Thermionic charge injection across an interface formed between a metal and a crystalline semiconductor is governed by the celebrated Richardson-Schottky (RS) equation:

\begin{array}{l} J_{RS} = \frac{4 π m^{*} k_{B}^{2}}{h^{3}} T^{2} exp (\frac{Φ_{B} - \sqrt{e^{3} V / 4 π ε ε_{0} w}}{k_{B} T}), & (1) \end{array}

where J is the electrical current density, m* is the electron effective mass in the metal, and w is the depletion width in the semiconductor. For solids with low carrier mobility, such as amorphous solid and organic semiconductors, Equation (1) is no longer valid as demonstrated in the pioneering works of Simmons (Simmons, 1965), Emtage and O'Dwyer (Emtage and O'Dwyer, 1966), and Crowell and Sze in 1960s' (Crowell and Sze, 1966). As illustrated in a more recent work by Scott and Malliaras (SM) (Scott and Malliaras, 1999; Scott, 2003) based on the detailed balance and the Langevin theory of charge recombination, the thermionic charge injection across a metal/organic interface is governed by an analytical non-Richardson-Dushman relation,

\begin{array}{l} J_{SM} = \frac{4 ψ^{2} N_{0} e μ V}{d} exp (\frac{Φ_{B} - \sqrt{e^{3} V / 4 π ε ε_{0} d}}{k_{B} T}), & (2) \end{array}

where ψ is a voltage-dependent term related to the image charge effect. In contrast to the RD model, the metal material parameters is completely absent in the pre-exponential factor in Equation (2) and the tunneling current is directly proportional to μ and N₀, the mobility and the density of transport sites in the organic materials, respectively. Such unconventional μ-dependence, absent in the classic RS model, has been experimentally confirmed (Shen et al., 2001). Importantly, the SM model provides a useful analytical tool for the analysis of thermionic charge injection in bulk-metal/organic Schottky interface where the classic RS equation in Equation (1) breaks down.

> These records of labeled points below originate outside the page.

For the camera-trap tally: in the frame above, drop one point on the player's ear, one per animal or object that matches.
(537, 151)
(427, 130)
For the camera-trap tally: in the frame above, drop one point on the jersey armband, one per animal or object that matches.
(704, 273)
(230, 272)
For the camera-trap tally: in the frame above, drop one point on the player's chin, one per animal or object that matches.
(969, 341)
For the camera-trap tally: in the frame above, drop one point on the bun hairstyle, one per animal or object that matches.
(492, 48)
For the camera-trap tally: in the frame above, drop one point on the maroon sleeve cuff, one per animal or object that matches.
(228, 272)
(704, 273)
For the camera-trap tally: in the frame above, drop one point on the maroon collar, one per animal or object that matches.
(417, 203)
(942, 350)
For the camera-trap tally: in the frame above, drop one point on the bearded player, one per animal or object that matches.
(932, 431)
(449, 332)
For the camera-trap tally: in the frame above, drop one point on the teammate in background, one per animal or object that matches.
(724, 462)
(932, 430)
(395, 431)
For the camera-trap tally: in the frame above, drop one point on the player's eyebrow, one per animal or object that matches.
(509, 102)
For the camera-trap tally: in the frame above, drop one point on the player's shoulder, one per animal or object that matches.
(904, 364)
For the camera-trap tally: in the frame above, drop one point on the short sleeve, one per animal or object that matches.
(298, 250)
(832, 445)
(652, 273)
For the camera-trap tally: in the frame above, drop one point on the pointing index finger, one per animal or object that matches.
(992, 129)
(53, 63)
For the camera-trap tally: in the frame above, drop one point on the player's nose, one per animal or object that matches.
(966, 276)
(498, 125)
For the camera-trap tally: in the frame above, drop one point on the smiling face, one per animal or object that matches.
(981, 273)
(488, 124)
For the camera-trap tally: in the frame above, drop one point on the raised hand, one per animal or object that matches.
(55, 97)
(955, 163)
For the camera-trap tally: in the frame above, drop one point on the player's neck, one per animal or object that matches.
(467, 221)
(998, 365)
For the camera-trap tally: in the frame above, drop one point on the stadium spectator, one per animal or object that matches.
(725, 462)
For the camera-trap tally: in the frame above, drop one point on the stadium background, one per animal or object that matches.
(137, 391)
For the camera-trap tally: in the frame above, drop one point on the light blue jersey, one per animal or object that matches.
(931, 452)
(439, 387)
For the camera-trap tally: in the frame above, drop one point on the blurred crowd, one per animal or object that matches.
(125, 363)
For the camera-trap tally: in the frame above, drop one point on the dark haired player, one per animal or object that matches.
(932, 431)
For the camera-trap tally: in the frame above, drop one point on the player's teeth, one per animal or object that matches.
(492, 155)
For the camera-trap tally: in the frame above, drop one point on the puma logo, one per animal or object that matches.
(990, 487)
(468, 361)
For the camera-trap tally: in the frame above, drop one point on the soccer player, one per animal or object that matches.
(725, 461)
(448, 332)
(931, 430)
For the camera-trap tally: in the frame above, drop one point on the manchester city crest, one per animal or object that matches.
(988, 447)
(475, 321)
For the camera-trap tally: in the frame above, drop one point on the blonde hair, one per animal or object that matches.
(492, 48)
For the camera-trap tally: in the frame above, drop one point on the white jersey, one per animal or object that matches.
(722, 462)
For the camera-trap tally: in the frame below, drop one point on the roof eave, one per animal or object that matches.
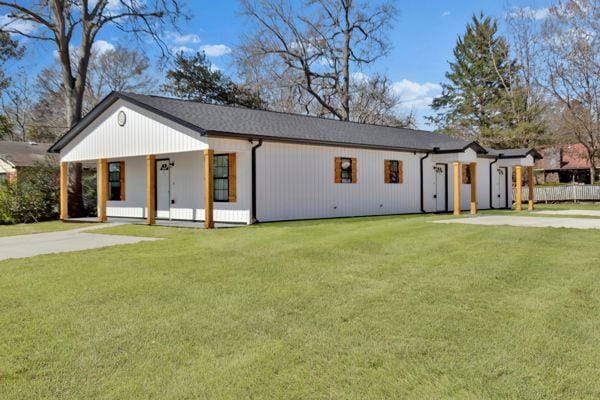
(223, 134)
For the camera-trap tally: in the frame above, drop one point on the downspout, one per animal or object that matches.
(256, 146)
(491, 184)
(422, 185)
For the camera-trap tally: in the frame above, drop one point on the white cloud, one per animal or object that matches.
(178, 38)
(9, 23)
(415, 95)
(529, 13)
(113, 5)
(184, 49)
(101, 46)
(215, 50)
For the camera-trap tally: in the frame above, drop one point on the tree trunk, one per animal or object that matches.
(345, 95)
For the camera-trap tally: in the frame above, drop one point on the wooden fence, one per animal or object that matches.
(543, 194)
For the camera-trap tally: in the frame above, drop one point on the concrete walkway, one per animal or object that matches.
(22, 246)
(532, 222)
(583, 213)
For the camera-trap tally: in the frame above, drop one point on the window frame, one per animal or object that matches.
(120, 181)
(221, 178)
(349, 171)
(466, 174)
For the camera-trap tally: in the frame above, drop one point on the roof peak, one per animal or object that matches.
(130, 94)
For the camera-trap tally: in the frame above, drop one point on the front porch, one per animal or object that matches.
(158, 222)
(171, 189)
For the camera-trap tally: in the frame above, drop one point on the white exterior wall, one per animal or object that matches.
(298, 182)
(187, 186)
(293, 181)
(143, 133)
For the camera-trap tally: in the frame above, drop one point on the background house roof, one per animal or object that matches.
(23, 154)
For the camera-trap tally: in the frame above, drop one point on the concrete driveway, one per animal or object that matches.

Recently, integrating low-dimensional carbon-based nanomaterials, such as two-dimensional (2D) graphene and one-dimensional (1D) carbon nanotube (Sarker and Khondaker, 2012), with organic materials for electronic applications has become one of the active research topics (Kim and Kymissis, 2017; Gobbi et al., 2018). Particularly for graphene, recent experimental works has demonstrated graphene being integrated into the design of organic electronics as electrode (Di et al., 2008), transistor (Hlaing et al., 2015; Kim et al., 2015, 2016), photodiode (Kim et al., 2017), sensor (Choi et al., 2015), light-emitting diode (Ricciardulli et al., 2018), and so on. Despite numerous ongoing efforts to uncover the unusual transport physics (Ang and Ang, 2016; Ang et al., 2017a,b, 2018; Trushin, 2018; Pasadas et al., 2019) and device application potential (Yang et al., 2012; Ojeda-Aristizabal et al., 2013; Sinha and Lee, 2014) of graphene-based devices, a comprehensive physical model that underlies the thermionic charge injection mechanism across a hybrid graphene/organic Schottky interface remains incomplete thus far. It should be noted that, due to the atomic-thickness and the linear energy dispersion of graphene (Castro Neto et al., 2009), the Fermi level in graphene can be sensitively tuned by several strategies, such as electrostatic doping via an external gate voltage (Yu et al., 2009), chemical doping (Liu et al., 2011), and light doping (Fang et al., 2012). In relevance to Schottky interface, the electrostatically tunable graphene Fermi level manifests as a gate-tunable Schottky barrier height which allows the thermionic injection current to be exponentially modulated, thus offering exceptional electrical switching capability as a barrister device (Yang et al., 2012).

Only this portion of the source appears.